A team of applied scientists led by Kerry Vahala recently came up with a new kind of optical soliton waves that are capable of travelling after other soliton waves, taking lift from other waves and consuming their energy while they reach their destination. Solitons are actually a bunch of localized waves that behave as particles as they pass through space, their stick with their shape and size rather than losing their form and getting dispersed like other kinds of waves. A Scottish engineer named John Scott Russell discovered these waves back in 1834. He noted an abnormal kind of wave that took form after an unexpected stoppage of a barge in the Union Canal. He tracked down the resulting waves for about two miles and noted that it kept the shape of the wave safe as it traveled down. 

 

 

This new discovery was translated as ‘wave of translation’ , in next hundred years it was defined in a better way and given a new name called the ‘Soliton Waves’. Under normal circumstances, these waves dissipated energy as they reached the other end of space.
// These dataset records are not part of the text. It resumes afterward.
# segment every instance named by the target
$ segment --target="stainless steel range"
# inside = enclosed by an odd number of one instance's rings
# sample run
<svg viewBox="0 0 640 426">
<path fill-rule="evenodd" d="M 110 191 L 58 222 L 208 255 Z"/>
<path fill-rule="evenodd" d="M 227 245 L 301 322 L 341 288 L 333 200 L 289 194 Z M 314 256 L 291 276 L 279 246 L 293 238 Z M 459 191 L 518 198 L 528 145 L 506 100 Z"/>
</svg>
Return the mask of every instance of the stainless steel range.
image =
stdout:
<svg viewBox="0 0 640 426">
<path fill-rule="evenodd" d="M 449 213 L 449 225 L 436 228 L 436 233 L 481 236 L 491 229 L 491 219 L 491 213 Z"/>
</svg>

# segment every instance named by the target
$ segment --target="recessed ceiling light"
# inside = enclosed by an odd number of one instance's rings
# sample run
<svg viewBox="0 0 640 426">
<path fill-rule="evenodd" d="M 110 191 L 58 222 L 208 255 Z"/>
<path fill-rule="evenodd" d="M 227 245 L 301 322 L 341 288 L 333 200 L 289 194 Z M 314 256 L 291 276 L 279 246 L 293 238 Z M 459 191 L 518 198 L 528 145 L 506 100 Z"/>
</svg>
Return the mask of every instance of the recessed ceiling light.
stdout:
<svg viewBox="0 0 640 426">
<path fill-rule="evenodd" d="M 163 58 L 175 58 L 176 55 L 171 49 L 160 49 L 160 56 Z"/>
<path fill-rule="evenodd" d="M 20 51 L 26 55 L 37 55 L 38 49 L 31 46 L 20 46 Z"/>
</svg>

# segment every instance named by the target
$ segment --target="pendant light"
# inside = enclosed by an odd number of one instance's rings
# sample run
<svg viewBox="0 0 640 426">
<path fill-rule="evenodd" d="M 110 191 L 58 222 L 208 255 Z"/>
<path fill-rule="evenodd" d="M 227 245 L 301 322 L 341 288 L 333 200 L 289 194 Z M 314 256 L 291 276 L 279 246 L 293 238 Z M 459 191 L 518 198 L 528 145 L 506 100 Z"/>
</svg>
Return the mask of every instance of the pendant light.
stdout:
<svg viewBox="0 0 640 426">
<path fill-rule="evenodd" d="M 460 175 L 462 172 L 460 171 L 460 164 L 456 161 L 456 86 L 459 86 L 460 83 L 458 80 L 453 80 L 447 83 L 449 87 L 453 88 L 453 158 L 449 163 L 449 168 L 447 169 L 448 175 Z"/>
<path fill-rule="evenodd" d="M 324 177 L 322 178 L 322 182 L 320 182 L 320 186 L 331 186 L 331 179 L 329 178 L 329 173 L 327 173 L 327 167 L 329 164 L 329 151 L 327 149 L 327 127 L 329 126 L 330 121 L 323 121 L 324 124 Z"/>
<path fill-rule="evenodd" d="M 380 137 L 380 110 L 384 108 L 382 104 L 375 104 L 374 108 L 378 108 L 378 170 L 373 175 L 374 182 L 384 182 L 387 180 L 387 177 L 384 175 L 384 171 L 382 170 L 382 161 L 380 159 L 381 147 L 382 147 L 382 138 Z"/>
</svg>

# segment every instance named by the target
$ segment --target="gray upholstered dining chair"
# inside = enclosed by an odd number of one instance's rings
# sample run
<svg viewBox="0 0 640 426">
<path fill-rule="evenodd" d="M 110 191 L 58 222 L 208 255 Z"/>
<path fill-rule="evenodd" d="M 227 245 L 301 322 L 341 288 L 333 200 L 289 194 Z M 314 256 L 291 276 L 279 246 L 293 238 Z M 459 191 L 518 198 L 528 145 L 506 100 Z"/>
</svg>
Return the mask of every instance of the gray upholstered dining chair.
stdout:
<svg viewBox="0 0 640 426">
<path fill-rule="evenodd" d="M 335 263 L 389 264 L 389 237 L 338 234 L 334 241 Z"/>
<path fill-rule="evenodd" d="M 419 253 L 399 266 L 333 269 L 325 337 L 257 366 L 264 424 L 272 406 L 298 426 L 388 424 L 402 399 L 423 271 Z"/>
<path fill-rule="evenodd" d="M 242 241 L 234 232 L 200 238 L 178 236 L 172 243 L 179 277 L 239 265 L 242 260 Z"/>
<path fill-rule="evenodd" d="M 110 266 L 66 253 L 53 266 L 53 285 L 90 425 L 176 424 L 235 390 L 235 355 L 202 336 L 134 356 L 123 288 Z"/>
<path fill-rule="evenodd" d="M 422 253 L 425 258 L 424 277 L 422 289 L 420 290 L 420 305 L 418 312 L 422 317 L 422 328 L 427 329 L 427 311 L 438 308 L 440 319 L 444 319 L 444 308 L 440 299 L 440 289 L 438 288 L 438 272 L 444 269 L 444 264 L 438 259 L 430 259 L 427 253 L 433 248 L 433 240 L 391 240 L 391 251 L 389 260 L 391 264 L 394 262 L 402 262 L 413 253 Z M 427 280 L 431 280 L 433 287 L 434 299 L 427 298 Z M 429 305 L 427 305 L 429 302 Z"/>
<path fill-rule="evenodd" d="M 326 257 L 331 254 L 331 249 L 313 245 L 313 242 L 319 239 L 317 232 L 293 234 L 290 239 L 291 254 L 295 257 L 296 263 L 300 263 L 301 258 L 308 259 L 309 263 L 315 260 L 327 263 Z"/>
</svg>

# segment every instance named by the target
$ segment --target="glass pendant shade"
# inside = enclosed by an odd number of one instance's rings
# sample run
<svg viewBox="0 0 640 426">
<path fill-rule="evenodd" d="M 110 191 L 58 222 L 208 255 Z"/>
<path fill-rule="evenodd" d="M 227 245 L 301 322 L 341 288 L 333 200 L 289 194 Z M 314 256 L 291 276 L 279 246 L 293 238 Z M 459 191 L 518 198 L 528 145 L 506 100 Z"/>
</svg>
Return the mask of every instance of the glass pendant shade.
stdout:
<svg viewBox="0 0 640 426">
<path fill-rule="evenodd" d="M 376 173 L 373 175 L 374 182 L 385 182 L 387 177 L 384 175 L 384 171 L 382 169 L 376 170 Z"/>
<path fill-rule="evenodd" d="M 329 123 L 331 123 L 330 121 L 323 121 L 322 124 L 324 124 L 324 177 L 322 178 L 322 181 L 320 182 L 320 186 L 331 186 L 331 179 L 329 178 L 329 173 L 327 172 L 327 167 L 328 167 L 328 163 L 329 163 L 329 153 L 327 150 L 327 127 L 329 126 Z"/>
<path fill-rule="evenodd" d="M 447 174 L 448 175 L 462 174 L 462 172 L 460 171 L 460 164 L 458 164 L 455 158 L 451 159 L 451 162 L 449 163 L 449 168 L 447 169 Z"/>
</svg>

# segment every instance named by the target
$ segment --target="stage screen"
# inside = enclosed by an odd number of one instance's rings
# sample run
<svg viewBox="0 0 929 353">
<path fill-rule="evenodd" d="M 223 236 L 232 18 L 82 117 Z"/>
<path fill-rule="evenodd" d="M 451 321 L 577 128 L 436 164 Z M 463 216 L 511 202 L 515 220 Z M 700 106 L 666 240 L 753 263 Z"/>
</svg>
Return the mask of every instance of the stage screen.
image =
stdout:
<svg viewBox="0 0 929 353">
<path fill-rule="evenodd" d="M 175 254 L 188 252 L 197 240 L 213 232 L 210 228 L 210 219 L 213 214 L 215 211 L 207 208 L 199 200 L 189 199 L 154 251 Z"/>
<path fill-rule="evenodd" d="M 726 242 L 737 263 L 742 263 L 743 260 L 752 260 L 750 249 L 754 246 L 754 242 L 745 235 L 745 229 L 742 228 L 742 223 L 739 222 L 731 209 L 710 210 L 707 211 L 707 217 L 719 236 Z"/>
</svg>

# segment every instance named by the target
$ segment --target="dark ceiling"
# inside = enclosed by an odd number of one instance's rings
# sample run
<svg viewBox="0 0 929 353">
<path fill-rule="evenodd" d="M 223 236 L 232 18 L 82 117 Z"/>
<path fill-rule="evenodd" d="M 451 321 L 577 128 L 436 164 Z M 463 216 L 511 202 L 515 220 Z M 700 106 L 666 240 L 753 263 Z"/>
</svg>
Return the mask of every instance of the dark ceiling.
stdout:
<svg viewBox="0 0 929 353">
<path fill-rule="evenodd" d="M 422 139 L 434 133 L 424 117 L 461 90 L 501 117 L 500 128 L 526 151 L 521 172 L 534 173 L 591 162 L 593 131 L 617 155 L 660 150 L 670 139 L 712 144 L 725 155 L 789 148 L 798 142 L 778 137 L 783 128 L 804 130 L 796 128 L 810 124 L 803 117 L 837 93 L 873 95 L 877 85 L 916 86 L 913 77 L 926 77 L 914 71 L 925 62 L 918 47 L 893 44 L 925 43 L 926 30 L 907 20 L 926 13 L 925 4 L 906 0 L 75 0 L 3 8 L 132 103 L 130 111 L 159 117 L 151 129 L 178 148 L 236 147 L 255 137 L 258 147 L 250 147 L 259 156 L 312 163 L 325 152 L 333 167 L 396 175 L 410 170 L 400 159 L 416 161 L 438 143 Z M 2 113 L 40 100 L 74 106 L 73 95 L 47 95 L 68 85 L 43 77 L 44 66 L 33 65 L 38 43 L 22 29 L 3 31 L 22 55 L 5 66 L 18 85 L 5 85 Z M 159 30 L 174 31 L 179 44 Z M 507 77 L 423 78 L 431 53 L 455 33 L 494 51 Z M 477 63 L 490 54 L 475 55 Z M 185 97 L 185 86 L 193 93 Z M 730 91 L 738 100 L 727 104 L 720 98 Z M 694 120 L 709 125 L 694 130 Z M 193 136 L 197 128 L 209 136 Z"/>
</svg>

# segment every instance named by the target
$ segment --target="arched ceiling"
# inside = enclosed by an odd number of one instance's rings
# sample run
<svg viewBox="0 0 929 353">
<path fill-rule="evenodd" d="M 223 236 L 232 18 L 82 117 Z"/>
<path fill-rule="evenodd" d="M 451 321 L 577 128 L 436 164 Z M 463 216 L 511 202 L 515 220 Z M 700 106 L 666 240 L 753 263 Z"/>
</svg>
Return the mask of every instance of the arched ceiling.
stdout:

If you toss a stone in a pond, it will result in the formation of some new waves that will die after some time, but the soliton waves wouldn’t. Apart from occurring in water, these waves are also formed in light rays. The team working on it has been working on light solitons. These solitons are circulated again and again in circular circuits of micrometer scale known as optical microcavities. 

 

Solitons are mostly used in the formation of high level optical level that needs to be accurate in a supreme manner. These can also be used in the microwave oscillations that can be used in mapping and radar systems along with several other uses. But years of research could not locate a parasitic behaviour of these waves. It was for the first time someone could locate these this way. Vahala adds, “This new soliton rides along with another soliton—essentially, in the other soliton’s wake. It also syphons energy off of the other soliton so that it is self-sustaining. It can eventually grow larger than its host.”